O “ficar em casa” para famílias separadas
As famílias desligadas, que têm os membros mais distantes em seu convívio
familiar, ao ouvirem a recomendação “fique em casa se puder”, acolhem a ideia de que agora é “cada um por si e Deus por todos”. Se recolhem cada um em sua bolha individualista, demonstram pouca empatia e cuidado. Aparentemente parece que sofrem menos, por serem mais independentes uns dos outros. Mas isso pode ser um equívoco, pois essa independência pode ser falsa. Especialmente porque em famílias onde não se desenvolve a empatia nas relações, muitas vezes os seus membros não sabem pedir ajuda, mesmo estando em situações ameaçadoras. Por um lado, os membros de famílias separadas, dificilmente se dispõem para atender necessidades e raramente demonstram preocupação em ajudar. Em famílias assim, as necessidades que surgem em meio a pandemia, muitas vezes são atendidas por pessoas externas da família, as vezes por vizinhos ou por grupos que promovem alguma assistência social. Apesar do vírus ter pouca chance de circular em famílias assim, infelizmente a solidariedade pouco as alcança.
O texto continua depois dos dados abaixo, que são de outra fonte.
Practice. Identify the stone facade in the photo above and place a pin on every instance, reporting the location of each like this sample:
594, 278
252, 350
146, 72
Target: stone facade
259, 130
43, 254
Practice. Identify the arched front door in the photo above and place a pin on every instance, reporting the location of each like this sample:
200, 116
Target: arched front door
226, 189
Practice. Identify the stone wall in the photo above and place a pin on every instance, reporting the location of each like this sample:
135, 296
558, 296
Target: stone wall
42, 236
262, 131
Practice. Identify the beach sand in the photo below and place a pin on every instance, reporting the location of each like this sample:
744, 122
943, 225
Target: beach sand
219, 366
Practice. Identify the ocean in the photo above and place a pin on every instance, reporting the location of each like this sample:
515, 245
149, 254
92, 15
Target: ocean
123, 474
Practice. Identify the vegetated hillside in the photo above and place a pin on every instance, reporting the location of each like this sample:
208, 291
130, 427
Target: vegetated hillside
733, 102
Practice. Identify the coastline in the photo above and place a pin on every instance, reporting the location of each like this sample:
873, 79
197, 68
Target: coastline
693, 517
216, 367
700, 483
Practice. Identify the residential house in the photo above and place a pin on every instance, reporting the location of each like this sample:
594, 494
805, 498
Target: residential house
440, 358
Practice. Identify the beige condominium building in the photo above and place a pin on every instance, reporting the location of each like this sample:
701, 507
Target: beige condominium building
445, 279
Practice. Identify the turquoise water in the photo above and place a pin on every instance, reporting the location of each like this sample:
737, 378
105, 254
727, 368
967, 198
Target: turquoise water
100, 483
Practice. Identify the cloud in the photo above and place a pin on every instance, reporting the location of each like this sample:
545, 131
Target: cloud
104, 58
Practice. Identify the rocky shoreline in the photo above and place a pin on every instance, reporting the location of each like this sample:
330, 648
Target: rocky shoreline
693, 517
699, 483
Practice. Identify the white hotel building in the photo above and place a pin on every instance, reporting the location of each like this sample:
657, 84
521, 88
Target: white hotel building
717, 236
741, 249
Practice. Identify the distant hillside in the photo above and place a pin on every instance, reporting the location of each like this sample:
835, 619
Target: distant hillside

O “ficar em casa” para famílias com fronteiras mais adequadas
As famílias com fronteiras mais adequadas, já têm outro padrão relacional.
Elas se distanciam presencialmente, de acordo com o possível, permanecendo apenas quem mora na mesma residência, ou que permanecem no período de distanciamento social na mesma casa, como é o recomendado. O “ficar em casa se puder” é compreendido literalmente como uma recomendação para cada um ficar em sua casa, ou seja, onde cada um reside. Contudo, isso não significa que as pessoas se abandonam. Os membros familiares, apesar de distantes presencialmente, não ficam isolados e interagem com cuidado social. Esse cuidado se mostra especialmente aos membros familiares que estão entre o grupo de risco de
contágio da Covid-19, como os idosos, por exemplo. As famílias com fronteiras relacionais mais adequadas raramente transferem esse cuidado para outros, mas o assumem com empatia e solidariedade. Famílias assim também se organizam melhor em novas rotinas, tão necessárias para essa compulsória hiper convivência dos que moram na mesma residência, que de repente foi imposta por conta da pandemia. Famílias que apresentam fronteiras mais adequadas em sua estrutura, nem se aglutinam e nem se separam. Mas, exercem um cuidado empático e solidário de forma que todos se sintam amparados, mesmo não estando juntos presencialmente. Um cuidado que contribui para conter a circulação do vírus, tanto entre o grupo familiar como socialmente.
(1) MINUCHIN, Salvador. Técnicas de terapia familiar. São Paulo: ARTMED, 2007, p. 11.